I really wanted to like Mao. I'd been hoping to visit, in fact, since it was a popup restaurant. So I was happy when a friend and I decided to try it tonight.
Showing up at 6pm, the place was closed. Its website said it opens at 6, but that turned out to be inaccurate this evening. When my friend and I came back at 6.30pm, the one long table with benches--which could comfortably seat 8, or less comfortably, 10--already had 6 people sitting around it. My friend and I ordered and the people sitting on the end squeezed down so we could fit. There's also a counter along the wall, but the high backless metal stools and narrow shelflike dining space didn't seem inviting. The one outdoor table had space for four, but it was drizzling so we opted to stay indoors.
The two staff members working did their best to cook and serve the food, but with cook staying at his station and the server also taking orders, bringing drinks, and ringing up customers after their meals, there was a bit of a bottleneck. To be fair, I don't know where a third staff member could fit, because the place is tiny.
Prices are typically steep, the Hackney location adding £1 and the word "vegan" adding another £1 so that a dish which should have cost £7 cost £9. I definitely agree when Roy Choy questions why people believe Chinese food should be cheap, and know it is a cuisine which can be elevated. It's not that I simply want Mao Chow to be Cheap Chow. But I also saw some damn tiny portion sizes and tasted some questionably prepared noodles which did not justify the price. I lived in Hong Kong for three years, so I know good Chinese when I taste it.
To break it down, my friend and I shared three dishes:
- "Gong Bao Asparagus" (£5)
- "Ginger Scallion Jackfruit" (£9)
- "Dan Dan Noodles" (£9)
The food itself was a really mixed bag, and I can comment on every dish on the menu because I saw them all up close and personal since the table is communal.
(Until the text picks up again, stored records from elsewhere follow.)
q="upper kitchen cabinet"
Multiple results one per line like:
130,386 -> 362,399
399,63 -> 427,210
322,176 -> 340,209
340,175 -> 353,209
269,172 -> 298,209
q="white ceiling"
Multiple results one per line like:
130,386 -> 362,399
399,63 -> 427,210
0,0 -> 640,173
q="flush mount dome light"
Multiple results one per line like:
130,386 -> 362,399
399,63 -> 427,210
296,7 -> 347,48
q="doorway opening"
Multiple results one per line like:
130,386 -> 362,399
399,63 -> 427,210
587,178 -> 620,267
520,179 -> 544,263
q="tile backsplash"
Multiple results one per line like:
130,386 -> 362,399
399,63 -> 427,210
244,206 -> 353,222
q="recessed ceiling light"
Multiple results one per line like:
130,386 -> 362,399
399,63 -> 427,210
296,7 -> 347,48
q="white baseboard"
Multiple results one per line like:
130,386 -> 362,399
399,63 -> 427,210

- The smacked cucumber looked good, and my neighbors gobbled up their order, but at £4 I didn't think it was a generous enough serving.
- The gong bao asparagus was very tasty. However the chilis weren't really integrated into the dish as in proper Kung Pao cooking. They were more tossed on top. (Perhaps to facilitate picking around, for tender English palates?) There could have been a few more peanuts there too.
- The bao looked nice. A double order came out just as my friend and I were leaving. But I'll never get my head around why Londoners pay so much for what is a common street food in Asia. £4.5 for a single bao is. a. ripoff. That is why I don't eat bao in London.
- Worse even than the highway robbery that is bao prices in the UK are Mao Chow's £5.5 dumplings. WHAT. Three dumplings on a plate. £5.5 means it's almost £2 per dumpling (£1.83 to be exact.) Admittedly the chili sauce they're served in is delicious (the couple next to us had ordered dumplings and let me try their sauce). It's more like a roasted chili oil with bits of chili and salt in. But I'm pretty sure that you can pick up a jar of the stuff from a cool lady at the Victoria Park Farmer's Market, for about the price of the three measley dumplings. In Shenzhen you could get 100 dumplings for £5.5. Seriously.
- Ginger Scallion Jackfruit: the best thing I had. Super delicious. Perhaps because I love jackfruit. The way it's marinated and served here, with a ginger scallion topping, over flavoursome rice, with a bit of pickled daikon? Yes. Well done. If I'd just ordered this, I'd be giving a 4-star review. (Of course you could guess I'd wish for a bigger serving, for the price.)
- Dan Dan Noodles were a disaster. The sauce, the peanuts, the vegan ground pork, even the cucumber slices with sesame seeds were spot on. The noodles? Nope. Not cooked properly. Like a big floury mass all stuck together and gloopy. I'd been so excited for the dish that I'd dug in with my chopsticks and taken a big bite. So it was really too late to send them back. And when I asked the server (ok it was a bit passive aggressive, not my normal aggressive aggressive style), "Um, is this how the noodles are supposed to be?" I wasn't holding up the worst gloopy bit, and she nodded. I regret not asking for a new order, and that's on me. But still, to serve them that way in the first place shows some serious lack of know-how.
- The youtiao and ice cream comes with a quarter youtiao (Chinese fried dough stick) and two scoops of soya vanilla ice cream topped with caramel, white sugar, and chili flakes. It looked good. I did laugh at the quartered youtiao though, remembering wolfing them down whole with warm soya milk in Taipei.